From as early as I can remember I was taught that skin color and social ranking were not to be markers of a person’s worth. My dad lived-out that teaching everyday as he opened the doors of his store on Compton Ave. That night in August, 1965, my dad’s faith in the goodness of people, no matter their race or social status, would be put to the test.

Upon driving up to the store my dad and brother found a number of black men with guns at the ready. An even greater dismay occurred when my dad recognised that these were his regular customers, people he had befriended with free items when they were in need. Angered, he jumped from his truck, pistol in hand. As he approached the men they yelled to him, “Mr. Bob! Mr. Bob! Don’t you worry, nobody is going to touch your store. We’re here to protect it!” And protect it they did. The businesses on either side of our store were burned-out, but ours remained untouched.

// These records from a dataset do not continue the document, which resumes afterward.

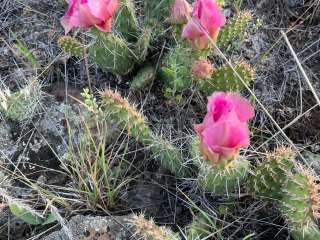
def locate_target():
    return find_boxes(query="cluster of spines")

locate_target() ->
[58,36,85,58]
[100,89,188,177]
[217,11,252,47]
[198,157,250,195]
[161,45,193,93]
[248,147,295,200]
[280,169,320,240]
[198,61,255,95]
[129,214,181,240]
[100,89,152,142]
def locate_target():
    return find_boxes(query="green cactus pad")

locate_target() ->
[129,214,181,240]
[114,0,138,42]
[248,147,294,200]
[133,28,152,64]
[217,11,252,47]
[160,46,193,94]
[89,29,135,75]
[198,62,255,95]
[280,170,320,231]
[131,66,156,91]
[198,158,250,195]
[100,90,188,177]
[58,36,85,57]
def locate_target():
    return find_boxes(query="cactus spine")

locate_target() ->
[198,158,250,195]
[100,90,189,177]
[198,62,255,95]
[280,170,320,240]
[217,11,252,47]
[58,36,85,58]
[130,214,181,240]
[248,147,295,200]
[192,138,250,195]
[131,66,156,91]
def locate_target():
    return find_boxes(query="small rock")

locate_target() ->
[41,215,134,240]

It was in the midst of the riot that the true nature of people was released. Yes, some rose to cause damage and hurt, be they white or black, and yet others rose-up to show that the color of one’s skin was not to be the determining mark of one’s heart.

As followers of Jesus Christ we are in a riot zone. But we are not called to be rioters, fighting for what we think are our rights, but rather reconcilers, living for what is truth. In the Scriptures we read, “And God reconciled us to Himself through Christ Jesus and gave us the ministry of reconciliation: that God was reconciling the world to Himself in Christ,  not counting people’s sins against them. And He has committed to us the ministry of reconciliation.” (2 Corinthians 5:18-19)  

Let us all then live out the reconciling reconciled life everyday in everyway.